The city has more than 400,000 inhabitants, four times more than a century ago. The presence of three universities means that the city has a young population and the feel of a university city: a lot of entertainment against a beautiful historical background.
Traditionally, Murcia's economy has been built on agriculture: citrus fruit like lemons and oranges, but also lettuce and tomatoes. Many of these products in Northern-European supermarkets come from the Murcia region.
These days, residential tourism is becoming ever more important. More and more Northern-Europeans have a second home in or near Murcia.
In addition, the city is an education centre. In addition to higher vocational centres, Murcia has no fewer than three universities. The oldest one is the University of Murcia. In addition, there is the Polytechnic University of Cartagena and the Catholic University San Antonio.
In recent years Murcia Airport (or San Javier) has become increasingly important, thanks to the arrival of budget airline companies. If you use this airport, we recommend booking a rental car. The airport is located 45 kilometres outside the city and there are only three direct bus connections a day.
Alicante Airport (El Altet) has more international connections and is very accessible via motorway (A7). The airport is located about 70 kilometres to the north-east of Murcia.
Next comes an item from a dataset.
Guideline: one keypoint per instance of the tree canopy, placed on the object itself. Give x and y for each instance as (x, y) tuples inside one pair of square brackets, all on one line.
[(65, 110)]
There Are plans to build a new airport to the south of the city.
Public transport in and around Murcia is provided by Latbus. Although the buses of this company will get you anywhere you want to go, the timetables are not very reliable. If you want to explore the villages in the nearby area, we recommend renting a car.
Murcia's main street, Calle de Traperia, is car free. In the city centre, it is hard to find a place to park in the street. There are car parks, but even there it is hard to find a place to park at night. The solution: park your car in one of the car parks before the shops open again, at 5 pm. In Spain you are not allowed to park your car next to a curb with a yellow line. However, sometimes the yellow lines are hard to sea due to wear. You are allowed to park at a blue line, but you need to get a ticket from a machine. Seat belts are mandatory, both in the front and in the rear.
In Spain, fines for violations or for parking to long or in the wrong place are high. In addition, foreigners have to pay on the spot.
Murcia has a reasonable number of hotels in every price range. During the peak season and the Christmas holidays it is a popular holiday destination. We therefore recommend booking your hotel room in advance. Murcia has one 5 star hotel.